E, para não esquecer o mundo globalizado em que vivemos, saiba-se que fora da Europa há apenas meia dúzia de países com carga fiscal superior à nossa e não são exactamente protótipos do país que queremos ser. São países como o Afeganistão, a Suazilândia ou o Lesoto.

A situação de estagnação prolongada a que Portugal tem estado sujeito não parece ser suficiente para acordar a população ou o governo para o país medíocre que estamos a deixar aos nossos filhos.

Os orçamentos de estado, no Quarto de Século Socialista, são quase todos iguais. Aumentam-se uns quantos impostos, aumenta-se sempre a despesa pública, distribuem-se alguns milhões adicionais para alguns ministérios como resposta à pressão mediática, às causas do momento ou à necessidade de satisfazer alguns grupos de interesse.
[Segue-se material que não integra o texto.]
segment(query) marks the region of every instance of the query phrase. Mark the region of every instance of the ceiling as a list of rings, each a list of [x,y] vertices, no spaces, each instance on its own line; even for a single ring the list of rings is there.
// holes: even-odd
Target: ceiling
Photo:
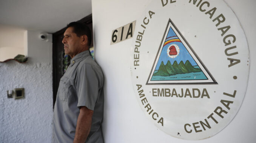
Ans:
[[[91,14],[91,0],[0,0],[0,24],[50,33]]]

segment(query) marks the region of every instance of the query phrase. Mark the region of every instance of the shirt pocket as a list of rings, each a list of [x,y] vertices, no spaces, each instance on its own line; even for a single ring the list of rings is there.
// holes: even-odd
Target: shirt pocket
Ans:
[[[60,78],[60,98],[62,101],[66,102],[67,101],[68,88],[69,86],[68,78],[67,77],[62,77]]]

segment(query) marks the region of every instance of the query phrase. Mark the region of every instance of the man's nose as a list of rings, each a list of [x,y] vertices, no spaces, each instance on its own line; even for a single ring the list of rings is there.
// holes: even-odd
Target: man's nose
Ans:
[[[65,39],[65,37],[63,38],[63,39],[62,39],[62,43],[63,43],[63,44],[66,44],[66,43],[67,42],[66,42],[66,39]]]

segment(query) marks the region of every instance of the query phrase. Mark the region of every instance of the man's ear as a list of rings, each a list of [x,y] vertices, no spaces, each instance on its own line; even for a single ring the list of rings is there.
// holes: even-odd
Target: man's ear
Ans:
[[[83,35],[81,36],[82,38],[82,44],[83,45],[87,45],[88,43],[88,38],[86,35]]]

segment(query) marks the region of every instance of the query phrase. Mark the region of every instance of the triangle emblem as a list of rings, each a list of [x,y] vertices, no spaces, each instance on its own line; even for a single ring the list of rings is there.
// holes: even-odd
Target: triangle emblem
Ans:
[[[146,84],[217,83],[169,19]]]

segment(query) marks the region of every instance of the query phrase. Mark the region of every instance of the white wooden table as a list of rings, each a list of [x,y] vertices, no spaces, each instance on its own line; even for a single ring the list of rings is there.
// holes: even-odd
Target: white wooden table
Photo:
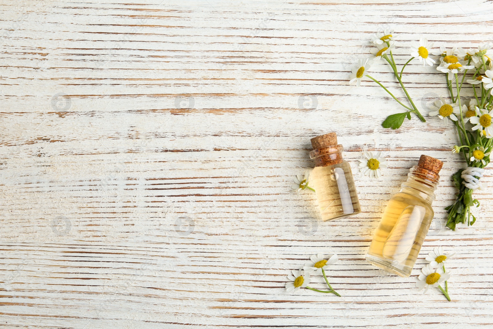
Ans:
[[[492,328],[493,184],[456,232],[443,208],[464,165],[451,125],[400,110],[375,83],[348,85],[387,25],[403,63],[412,40],[492,41],[490,1],[111,1],[0,5],[0,326],[6,328]],[[446,96],[416,61],[421,106]],[[388,67],[374,76],[402,96]],[[423,111],[423,112],[425,111]],[[364,212],[323,222],[290,185],[310,139],[337,132]],[[365,150],[384,177],[357,171]],[[443,160],[436,216],[411,277],[364,256],[382,211],[420,155]],[[453,300],[415,288],[442,246]],[[343,296],[284,288],[317,252]],[[321,277],[313,287],[323,288]]]

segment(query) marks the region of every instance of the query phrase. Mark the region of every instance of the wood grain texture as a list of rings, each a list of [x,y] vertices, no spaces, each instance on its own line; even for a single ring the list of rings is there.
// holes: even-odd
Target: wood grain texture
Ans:
[[[0,5],[0,326],[493,328],[491,168],[480,218],[449,230],[450,175],[464,166],[452,126],[415,117],[385,130],[396,104],[347,83],[387,25],[400,64],[423,35],[493,41],[491,0],[138,2]],[[418,106],[446,96],[434,68],[407,68]],[[373,71],[399,93],[388,67]],[[310,138],[332,131],[364,211],[326,223],[315,195],[290,186],[313,166]],[[356,170],[365,150],[388,160],[379,180]],[[445,165],[402,278],[364,256],[423,153]],[[457,253],[452,302],[415,288],[437,246]],[[328,274],[343,297],[286,293],[288,272],[319,252],[339,255]]]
Geralmente, anunciam-se 2 ou 3 “medidinhas” aparentemente bem intencionadas de combate à fuga fiscal e à corrupção e inventa-se uma taxa de inflação futura para iludir sindicatos e permitir aumentar o encaixe com o IRS de forma mais ou menos imperceptível para a maioria da população.

Não há uma única alteração estrutural com impacto positivo a longo prazo. Bem pelo contrário, segue-se a velha máxima de Reagan sobre a forma de olhar para a actividade económica: “If it moves, tax it. If it keeps moving, regulate it. And if it stops subsidize it”. O alojamento local estava a mexer? Mais impostos. O desemprego continua a baixar? Novas leis laborais, mais restritivas. Os transportes públicos estavam em queda? Mais subsídios.

A incoerência sobre a forma com que se apresentam medidas fiscais é permanente. Aumentam-se impostos sobre combustíveis, bebidas açucaradas, tabaco ou alojamento local com o objetivo declarado de diminuir a procura. Aumentam-se impostos sobre toda a economia, e argumenta-se acaloradamente, que esses aumentos não afectam negativamente o crescimento.

Em resumo, Portugal é latino mas tem impostos superiores aos escandinavos. É pobre com impostos de rico. E não cresce de forma sustentada, entre outros motivos, porque tem uma fiscalidade que asfixia o sucesso. Temos excesso de socialismo e escassez de liberalismo. A consequência do Quarto de Século Socialista é o Portugal medíocre, estagnado, na cauda da Europa e sem futuro que as futuras gerações vão herdar.

Resta saber até quando continuaremos neste caminho.

*Este artigo foi escrito segundo o antigo acordo ortográfico por opção do autor.